Explosives come in the form of grenades, rocket launchers, plastic explosives, and even crates and barrels that the inhabitants of the various towns and villages raided by Bad Company have conveniently painted completely red to let your strike force know just exactly what will explode after being hit by a few bullets.
Absurdities like that one, the ubiquitous and obvious exploding barrel that has become a staple of the FPS, do in fact abound in the game. The convenient but also offputtingly simple mechanic of respawning after dying in combat makes the single player campaign feel more like a multiplayer experience at times, particularly since combat rages on as you respawn at a checkpoint and all the work that you’ve accomplished (buildings blown up and enemies already killed) remains the same. As a result, the game is less than punitive by allowing its player to make scads of mistakes without serious consequence. It also makes the game feel less than tense or realistic. If you die, you can almost always pick up immediately where you just left off. Indeed, if a group of soldiers or a tank is giving you particular trouble, you can always run in firing off a rocket launcher or focusing on a single target expecting to die. If you hurt the tank a bit or remove one of your opponents, charge right back and whittle down the forces again and again until the job is done despite your countless deaths.
Gritty realism and tension is by no means an essential focus of the game. Given the radically free approach to soldiering that the game advocates, this should come as no surprise, though. Also with the swath of excellent FPS experiences in the last year or two (like Call of Duty 4 and Bioshock), an FPS focused more on fun than authenticity or a deeply written narrative is a bit refreshing.

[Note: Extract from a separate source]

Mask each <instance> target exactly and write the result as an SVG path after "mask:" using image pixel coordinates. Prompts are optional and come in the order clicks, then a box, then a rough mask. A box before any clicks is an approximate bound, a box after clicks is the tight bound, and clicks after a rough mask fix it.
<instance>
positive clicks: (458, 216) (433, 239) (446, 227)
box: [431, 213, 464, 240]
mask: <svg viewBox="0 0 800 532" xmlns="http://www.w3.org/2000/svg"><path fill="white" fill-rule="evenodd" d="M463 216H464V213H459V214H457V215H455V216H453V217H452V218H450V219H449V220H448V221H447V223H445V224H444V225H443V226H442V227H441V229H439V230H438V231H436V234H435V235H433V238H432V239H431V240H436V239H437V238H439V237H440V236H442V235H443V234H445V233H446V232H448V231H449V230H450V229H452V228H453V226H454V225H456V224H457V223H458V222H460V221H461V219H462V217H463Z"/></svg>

This focus on fun also may explain the more cavalier approach to the game’s setting and war story. By removing the game from real world conflict, it allows the player some escapism that the headlines don’t provide. The absurdly Balkanized name of the fictional nation (which having only heard in the game’s cut scenes, I am loathe to attempt to spell) suggests a place where the game takes place without giving it a specific real world recognizability. Additionally, little details make these “foreign” encounters (and by foreign I mean both taking place in a foreign country but also in a completely foreign and alien place due to the nation’s lack of a real life counterpart) seem even more “foreign” to the game’s audience. I was especially struck by the music in the game. Often heard as ambient sound when in the vicinity of an idling vehicle, radios in the game play odd little unplaceable surf tunes that sound decades old rather than contemporary. The oddity of a 40 or 50-year-old soundtrack playing in modern military vehicles produces a further distancing of the setting from reality. Bad Company are really strangers in a strange land.
All in all, the game is a satisfying experience viscerally, and its chief charm is the often witty and cleverly written chatter of Bad Company itself. Despite some of the mechanics’ nods to a multiplayer experience, the single player campaign has fun characters and allows the player to have fun by blowing the hell out of a battlefield that because of its foreignness leaves us with no guilt over the horrors of war. This is war at its silliest. Still, a little silly isn’t a bad thing in a world where things can become too recognizable and familiar to seem even remotely so.